Moving south from Merida took us through all sorts of farmland from highly intensive vines to cornfields which are already turning golden.

Further north the villages through which we had passed often looked poor and somewhat dilapidated. This is a little bit unfair as one thing we have noticed is that they don’t try to present the best face to the through traffic. Often the centre is set well away and focusses on a square, as I have previously photographed.

Even so they do look sad with some roofs fallen-in and generally an untidy look. Some of this is due to the amount of old and not so old agricultural equipment left outside, which at least gives some interest!

The vineyards further south are laid over flat fields which are as big as cornfields. I assume this is very intensive farming as they still need to be sprayed. A tractor on a cornfield can hang sprayer arms across a wide area but I’m not sure about vines as they tend to be taller and the tractors themselves are taller and narrower.

It’s early season though and not much is happening.

We stopped for a coffee on the way into a town and I realised were we next to an unmanned public weighbridge. With us parked on it the machine came to life and tempted me with a €1 fee which I duly paid to discover our ‘all in weight’ of 2,560Kg.

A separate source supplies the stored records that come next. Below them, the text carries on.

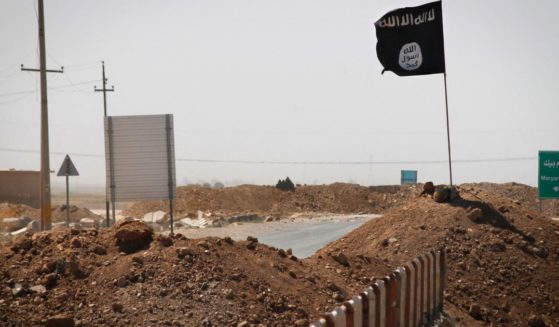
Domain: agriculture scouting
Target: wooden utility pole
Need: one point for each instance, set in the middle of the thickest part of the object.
(46, 212)
(105, 90)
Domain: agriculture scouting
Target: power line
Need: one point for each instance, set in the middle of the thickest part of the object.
(50, 88)
(329, 163)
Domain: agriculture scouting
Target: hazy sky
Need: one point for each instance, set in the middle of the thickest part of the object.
(288, 81)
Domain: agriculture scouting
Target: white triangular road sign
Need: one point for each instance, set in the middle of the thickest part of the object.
(67, 168)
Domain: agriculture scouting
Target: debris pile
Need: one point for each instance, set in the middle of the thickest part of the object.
(268, 201)
(127, 276)
(503, 257)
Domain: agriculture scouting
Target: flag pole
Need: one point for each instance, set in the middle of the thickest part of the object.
(446, 103)
(447, 129)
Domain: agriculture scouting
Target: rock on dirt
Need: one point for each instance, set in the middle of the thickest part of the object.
(133, 235)
(61, 320)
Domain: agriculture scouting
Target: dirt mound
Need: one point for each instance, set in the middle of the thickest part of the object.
(84, 276)
(132, 235)
(269, 201)
(503, 257)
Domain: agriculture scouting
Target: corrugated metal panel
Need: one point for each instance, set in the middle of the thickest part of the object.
(143, 150)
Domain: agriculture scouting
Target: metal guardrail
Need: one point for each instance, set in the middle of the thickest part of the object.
(410, 296)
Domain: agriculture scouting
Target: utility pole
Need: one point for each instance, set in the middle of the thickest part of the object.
(105, 90)
(46, 211)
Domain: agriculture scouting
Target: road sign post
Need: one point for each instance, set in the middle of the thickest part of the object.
(67, 169)
(548, 176)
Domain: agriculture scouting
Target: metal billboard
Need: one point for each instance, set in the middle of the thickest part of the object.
(140, 157)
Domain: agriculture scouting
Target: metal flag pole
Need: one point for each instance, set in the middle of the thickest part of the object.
(446, 103)
(447, 129)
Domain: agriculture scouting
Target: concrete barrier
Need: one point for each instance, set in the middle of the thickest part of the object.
(410, 296)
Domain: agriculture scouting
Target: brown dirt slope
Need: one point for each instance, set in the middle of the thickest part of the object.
(503, 257)
(267, 200)
(126, 276)
(525, 194)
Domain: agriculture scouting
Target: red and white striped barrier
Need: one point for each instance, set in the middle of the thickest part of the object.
(409, 297)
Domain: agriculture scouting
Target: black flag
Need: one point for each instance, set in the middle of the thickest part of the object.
(410, 40)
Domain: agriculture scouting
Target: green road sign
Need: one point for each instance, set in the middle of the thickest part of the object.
(548, 179)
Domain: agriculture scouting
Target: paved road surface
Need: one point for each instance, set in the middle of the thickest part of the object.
(305, 238)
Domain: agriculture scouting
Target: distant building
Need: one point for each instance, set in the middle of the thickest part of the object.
(408, 177)
(20, 187)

Later we walked around another small town where the entrances have lovely doors and vestibules.






Also there’s an increasing number of orange trees around but no one seems to pick the fruit. Perhaps the fruit isn’t as tasty as it appears to be.

The deteriorating weather produced more and more cloud and inevitably thunderstorms started to roll around. We missed an intense one, just seeing the aftermath which was a lot of hail on the ground. It’s odd seeing white on the ground in May.

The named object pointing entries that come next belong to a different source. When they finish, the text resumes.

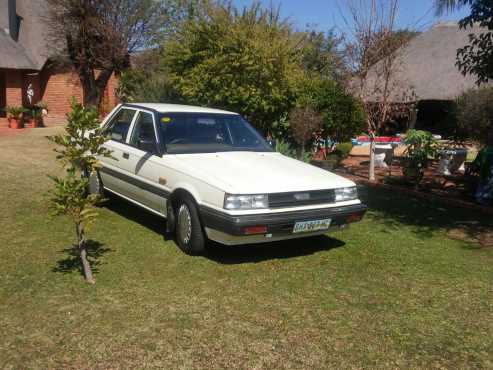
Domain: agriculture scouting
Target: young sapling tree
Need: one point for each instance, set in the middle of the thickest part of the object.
(77, 151)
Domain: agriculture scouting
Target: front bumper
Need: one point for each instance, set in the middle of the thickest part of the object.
(228, 229)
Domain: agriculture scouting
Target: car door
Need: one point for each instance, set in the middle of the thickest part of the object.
(117, 170)
(149, 186)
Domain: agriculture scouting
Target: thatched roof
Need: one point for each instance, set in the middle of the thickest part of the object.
(31, 49)
(426, 65)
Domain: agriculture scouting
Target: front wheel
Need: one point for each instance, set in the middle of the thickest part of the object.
(189, 234)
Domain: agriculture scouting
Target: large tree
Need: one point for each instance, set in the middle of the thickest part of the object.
(374, 61)
(97, 36)
(244, 60)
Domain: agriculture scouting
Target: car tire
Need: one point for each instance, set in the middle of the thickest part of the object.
(188, 229)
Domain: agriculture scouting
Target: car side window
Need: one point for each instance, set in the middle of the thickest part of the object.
(120, 124)
(143, 135)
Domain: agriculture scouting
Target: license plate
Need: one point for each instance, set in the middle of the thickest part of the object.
(310, 226)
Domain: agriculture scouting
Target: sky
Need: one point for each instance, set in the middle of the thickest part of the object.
(325, 15)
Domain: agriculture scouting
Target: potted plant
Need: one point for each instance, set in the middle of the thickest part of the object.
(42, 109)
(421, 149)
(14, 116)
(35, 118)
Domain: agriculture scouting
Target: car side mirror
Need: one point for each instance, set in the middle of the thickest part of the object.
(147, 145)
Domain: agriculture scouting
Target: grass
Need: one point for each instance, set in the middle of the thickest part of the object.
(391, 292)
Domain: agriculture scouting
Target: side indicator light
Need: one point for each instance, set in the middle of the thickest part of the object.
(354, 218)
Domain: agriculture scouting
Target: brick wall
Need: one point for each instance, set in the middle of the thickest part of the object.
(57, 89)
(13, 90)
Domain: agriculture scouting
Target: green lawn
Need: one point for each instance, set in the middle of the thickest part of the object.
(391, 292)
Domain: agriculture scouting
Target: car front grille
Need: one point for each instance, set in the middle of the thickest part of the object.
(301, 198)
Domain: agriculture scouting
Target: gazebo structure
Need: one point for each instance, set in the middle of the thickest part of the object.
(426, 75)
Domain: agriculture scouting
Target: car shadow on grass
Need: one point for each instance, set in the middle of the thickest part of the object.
(254, 253)
(95, 252)
(229, 254)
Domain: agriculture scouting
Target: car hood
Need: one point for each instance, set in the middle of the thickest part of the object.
(256, 172)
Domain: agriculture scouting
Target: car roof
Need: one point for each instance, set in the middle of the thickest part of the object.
(177, 108)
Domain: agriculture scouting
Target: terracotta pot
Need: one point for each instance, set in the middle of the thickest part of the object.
(16, 123)
(33, 123)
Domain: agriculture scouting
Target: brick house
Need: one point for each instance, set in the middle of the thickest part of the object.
(27, 74)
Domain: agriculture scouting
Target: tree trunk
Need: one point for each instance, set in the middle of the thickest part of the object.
(82, 246)
(371, 170)
(93, 88)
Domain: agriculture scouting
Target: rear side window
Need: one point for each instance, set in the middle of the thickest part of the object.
(143, 135)
(120, 124)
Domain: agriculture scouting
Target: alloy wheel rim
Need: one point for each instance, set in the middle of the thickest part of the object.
(184, 224)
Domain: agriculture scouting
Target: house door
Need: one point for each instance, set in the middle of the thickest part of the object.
(3, 95)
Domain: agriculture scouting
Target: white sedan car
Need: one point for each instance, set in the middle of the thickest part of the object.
(212, 176)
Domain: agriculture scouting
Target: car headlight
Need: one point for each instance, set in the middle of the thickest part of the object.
(246, 201)
(345, 194)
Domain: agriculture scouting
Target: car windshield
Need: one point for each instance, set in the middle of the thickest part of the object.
(209, 133)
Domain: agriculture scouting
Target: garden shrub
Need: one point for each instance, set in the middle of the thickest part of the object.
(422, 147)
(475, 114)
(343, 149)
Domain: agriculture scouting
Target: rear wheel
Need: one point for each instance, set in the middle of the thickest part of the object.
(189, 234)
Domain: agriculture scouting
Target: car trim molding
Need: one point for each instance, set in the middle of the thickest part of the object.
(136, 182)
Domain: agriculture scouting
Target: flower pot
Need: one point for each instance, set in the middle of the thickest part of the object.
(16, 123)
(33, 122)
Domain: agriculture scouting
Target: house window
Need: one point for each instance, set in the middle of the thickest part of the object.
(3, 95)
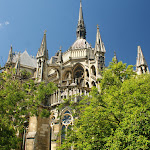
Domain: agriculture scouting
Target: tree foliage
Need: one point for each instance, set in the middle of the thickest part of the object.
(18, 100)
(116, 117)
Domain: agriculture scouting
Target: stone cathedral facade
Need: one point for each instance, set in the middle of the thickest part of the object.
(74, 71)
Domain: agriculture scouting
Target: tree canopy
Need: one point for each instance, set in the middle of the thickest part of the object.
(19, 99)
(116, 117)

 As evening approached we started to look ahead for a place to stop and as we did another storm enveloped us. The ‘app’ suggested a picnic ground in a riverside setting not far from a town and so we thankfully arrived there as the rain stopped and there was only one other little motorhome there, a Spanish one.

We set up, had a meal and I even managed a shave. As it turned into dusk I noticed an official car with blue lights at the other campers. A few minutes later he came to visit us. In well practised easy Spanish with actions, blue light man asked us to leave. He explained that ‘mañana’ we could come back but not to sleep here ‘este noche’.

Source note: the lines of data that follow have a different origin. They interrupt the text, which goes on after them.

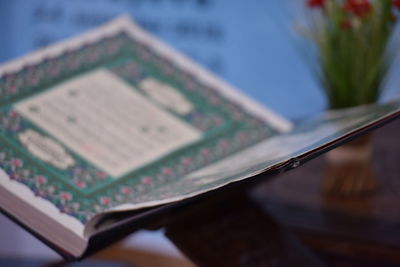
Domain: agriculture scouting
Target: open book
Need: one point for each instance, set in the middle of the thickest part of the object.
(115, 120)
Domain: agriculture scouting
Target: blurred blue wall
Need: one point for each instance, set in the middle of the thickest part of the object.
(241, 41)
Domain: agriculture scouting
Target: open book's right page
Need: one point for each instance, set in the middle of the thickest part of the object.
(307, 137)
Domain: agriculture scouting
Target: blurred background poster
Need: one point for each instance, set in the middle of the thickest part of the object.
(246, 43)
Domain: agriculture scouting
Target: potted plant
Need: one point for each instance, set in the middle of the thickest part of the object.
(355, 46)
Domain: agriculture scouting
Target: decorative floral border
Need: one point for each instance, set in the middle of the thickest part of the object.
(244, 129)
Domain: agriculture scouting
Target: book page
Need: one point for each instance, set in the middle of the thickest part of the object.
(111, 117)
(99, 117)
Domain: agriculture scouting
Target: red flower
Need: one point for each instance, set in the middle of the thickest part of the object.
(345, 24)
(360, 8)
(316, 3)
(126, 190)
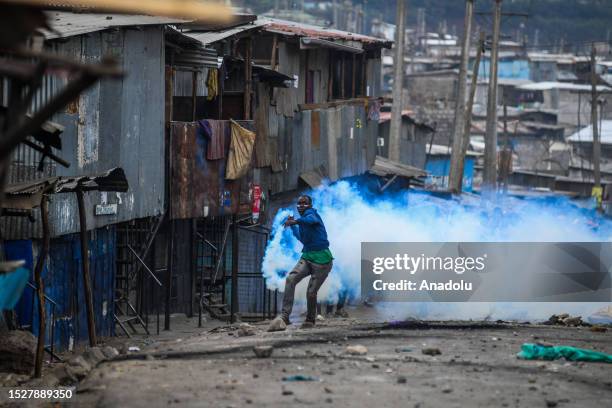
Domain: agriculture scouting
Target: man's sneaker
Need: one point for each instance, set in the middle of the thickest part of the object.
(278, 324)
(341, 313)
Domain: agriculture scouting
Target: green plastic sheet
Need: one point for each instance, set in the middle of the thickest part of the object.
(531, 351)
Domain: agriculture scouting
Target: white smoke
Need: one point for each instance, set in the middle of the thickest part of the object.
(352, 217)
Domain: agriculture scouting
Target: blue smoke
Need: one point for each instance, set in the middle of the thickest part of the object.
(354, 211)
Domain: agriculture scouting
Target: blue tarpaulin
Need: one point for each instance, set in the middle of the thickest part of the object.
(11, 287)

Where to go? He said ‘city’ and so we drove into the village but knew that the campervan parking there was not liked in the reviews. A horrible roadside place / kids try to rob you etc.  We drove there, took one look and turned around and headed for another ‘app’ suggested overnight spot. Trouble is it’s dark now and the place is a few kms away in the countryside.

We drove out of town and into the dark. At each roadside space we stopped to check it out with a torch from the window of the Landy. There was nothing until we came to a fork where a gravel road disappeared up a valley. We decided that it must be quiet up there and drove a couple of miles until quite luckily, there was a triangle of land where we managed to get level. We pushed up the roof and made a coffee.

It was totally silent except for the croaking of frogs in the stream. Nothing came past all night. Just before 8 (which feels like 5 as it’s only getting light) two vehicles came down the hill and one more a little later.

What a find in the dark!



So things were good and we had breakfast, then a wild camp wash-up of ourselves and the dishes. People continue to tell us that they do this sort of travelling yet don’t have a toilet. We are sometimes almost teased because we have one yet ‘everyone else’ digs holes. 

All I can say is that we have dug holes but you simply don’t do that here. Everywhere is someone’s land and it doesn’t seem right and proper! Into the toilet it goes and if the toilet gets full then it is decanted into the rooftop container to be emptied properly later.

The track went sort of in the right direction, so we drove it as far as the tarmac and then for about 25 miles of twists and turns and steep hills we saw about three vehicles. We were high in the hills. This is pig and cattle country with homesteads dotted around, standing out in their total whiteness.





Later we saw a goatherd and dog with this huge flock, walking it along the side of a busy road. Obviously the goats prefer to eat trees and grass rather than tarmac, so they kept out of harms way but it did provide an interesting watch.





This is an interesting sign, given the current debate in the UK around cars v cyclists. It seems that drivers have to obey certain codes on Holidays between 9am and 2pm but outside those times who knows what happens 🤷🏻‍♂️



Then an amazing sight came into view. At first we ignored it thinking it was a trick of light. Then we started to wonder and eventually succumbed to Google.



This is a solar generator near Seville. It’s a tower on which are placed two huge solar receivers and somewhere on the ground are two complex arrays of mirrors (heliostats). These maintain the correct position so that they can track the sun and direct beams of light up to the tower receptors.
According to the internet there are two systems here, the second a later development of the first.

Together they heat water to produce steam. This is used to run turbines which then generate about 75GWh of electricity per year. It isn’t particularly new technology according to what I have read but for sheer surprise and awe the tower takes some beating. It is so science-fiction it’s almost scary!

1 comment:

Mark M. said...

Glad you found somewhere to sleep!!!